Le Château de Farnières

Au coeur de nos Ardennes, une voie sans issue conduit au hameau de Farnières et à son château. A plusieurs reprises, j’y ai passé quelques jours, comme animatrice de groupes de jeunes. C’était il y a très longtemps.

Le séjour débutait quand nous descendions du train à Grand-Halleux, la gare la plus proche. Le responsable chargeait nos bagages à l’arrière de sa camionnette, pour nous permettre de marcher légers : une ascension de quelques kilomètres allait nous amener au bout de nulle part. C’était le moment des retrouvailles, ou des rencontres avec ceux qui nous rejoignaient pour la première fois.

Après la grille de fer forgé, nous nous engagions dans l’allée du château, bordée de pelouses et d’arbres centenaires. Je ne parlais plus, sous le charme de cette nature qui vivait au rythme des saisons : la neige recouvrait tout le paysage aux vacances de Noël, et laissait présager de belles batailles de boules ; le printemps résonnait du chant des oiseaux et, quand l’été était chaud, l’endroit dégageait une langueur qui donnait seulement envie de se laisser vivre. Je n’ai pas de souvenir de couleurs automnales là-bas.

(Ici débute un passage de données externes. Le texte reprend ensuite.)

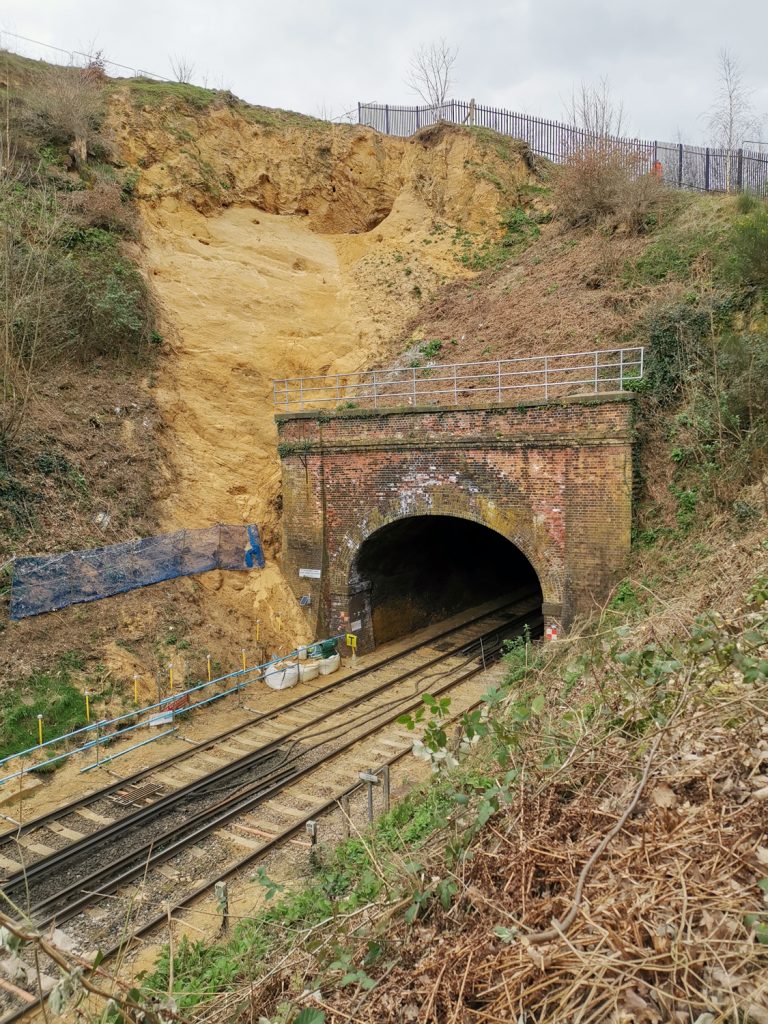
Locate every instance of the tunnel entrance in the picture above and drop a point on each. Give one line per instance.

Arrivée au pied du perron, je partais à la recherche de mon sac à dos et, dans un joyeux brouhaha, nous nous installions dans les chambres qui nous étaient attribuées.

Je revois ce long couloir très lumineux, ses pierres bleues et ses hauts plafonds qui nous renvoyaient l’écho de nos courses, cris et conversations enthousiastes. Les filles étaient séparées des garçons ; je me demande même si ceux-ci n’étaient pas logés dans une grange reconvertie, annexée au corps de logis principal.

Une fois installés, nous nous précipitions au réfectoire, guidés par l’odeur du vin chaud qui, traditionnellement, accompagnait notre premier goûter.

Ma guitare était toujours du voyage, et nous étions plusieurs à animer, en chansons, ce verre de bienvenue. C’est aussi en chantant que nous marchions, organisions des jeux, ou terminions calmement les veillées ; je me souviens que, chaque soir, au moment d’aller dormir, chacun de nous recevait une pomme, suivant le dicton « une pomme par jour éloigne le médecin ». Il m’arrive encore souvent de manger une pomme, accompagnée d’une tisane, pendant la soirée.

Contrastant avec la froide sobriété des espaces « utilitaires », le rez-de-chaussée respirait une époque révolue : ses boiseries, ses tapisseries, son immense bibliothèque m’imprégnaient d’une sérénité bienvenue en cette fin d’adolescence plutôt tourmentée.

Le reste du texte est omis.